For the time being, however, that longstanding approach has gone by the boards, raising concern.

“A lack of interagency coordination in this critical policy area furthers the uncertainty for industry participants and has a chilling effect on bank merger transactions,” wrote Sarah Flowers, SVP and senior associate general counsel for regulatory affairs at the Bank Policy Institute in a recent blog. One point of objection is that the FDIC policy indicates that parties to a proposed merger be able to demonstrate that the deal will better meet the convenience and needs of the community the merged entity will serve. The blog hinted that lawsuits could be in the offing.

One of the goals of the two regulatory agencies, especially the FDIC, is to expand the factors that are looked at to evaluate competition in a market. Historically deposits in a market were used as a proxy for competition, but with the internet and other channels competition hasn’t just been about local brick and mortar competitors for some time.

However, Fed Governor Michelle Bowman, who occupies the designated community banking seat at the central bank, expressed concern with the new FDIC approach in a recent speech. Widening the factors in the evaluation of a merger “seems likely to promote inconsistency in the analysis among firms, and even longer delays in processing times,” said Bowman. She believes that community banking needs both easier formation of new banks and the ability to do mergers for efficiency’s sake.
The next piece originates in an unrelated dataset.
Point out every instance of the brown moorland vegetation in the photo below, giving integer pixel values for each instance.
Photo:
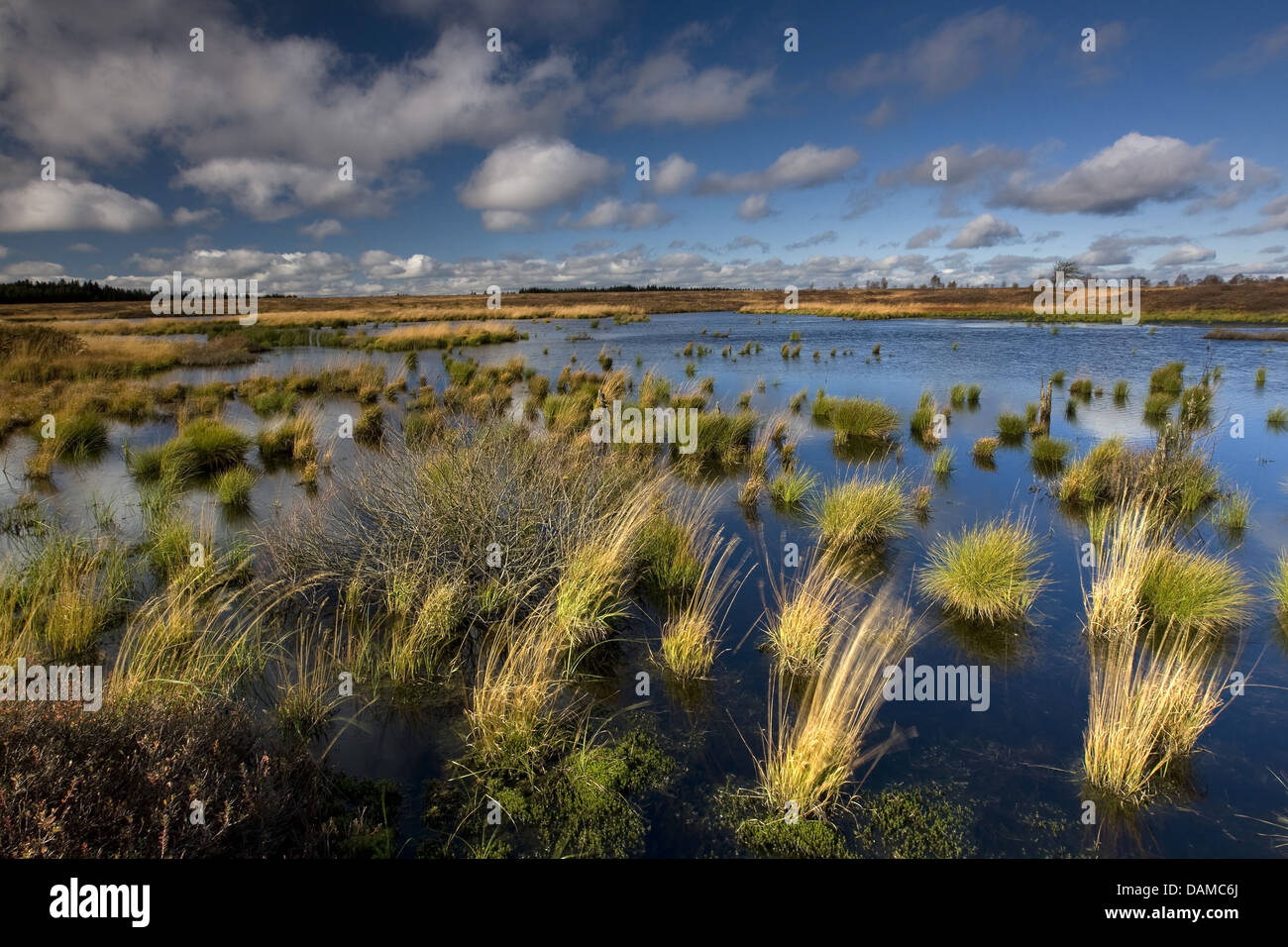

In an analysis of the approaches of the two agencies and DOJ, Covington & Burling LLP said the efforts “demonstrate that the current leadership of these agencies is, and has been, adopting a more skeptical view of bank mergers than in the past.”

In its own analysis, Skadden, Arps, Slate, Meagher & Flom LLP said that the moves by the agencies and DOJ “raise more questions than answers, not least of all because the Federal Reserve Board — the principal agency that approves mergers of bank holding companies — was not part of these actions.”

Much in the revamped approaches will hit larger institutions harder, such as mandatory public hearings for megadeals. In a company newsletter, Gerrish Smith Tuck, PC, a law firm specializing in community banks, downplayed the changes vis-à-vis those institutions: “It will add some nuance to the application process, but we certainly do not classify it as wholesale change.” How those “nuances” play out remains to be seen, as interest in deals picks up.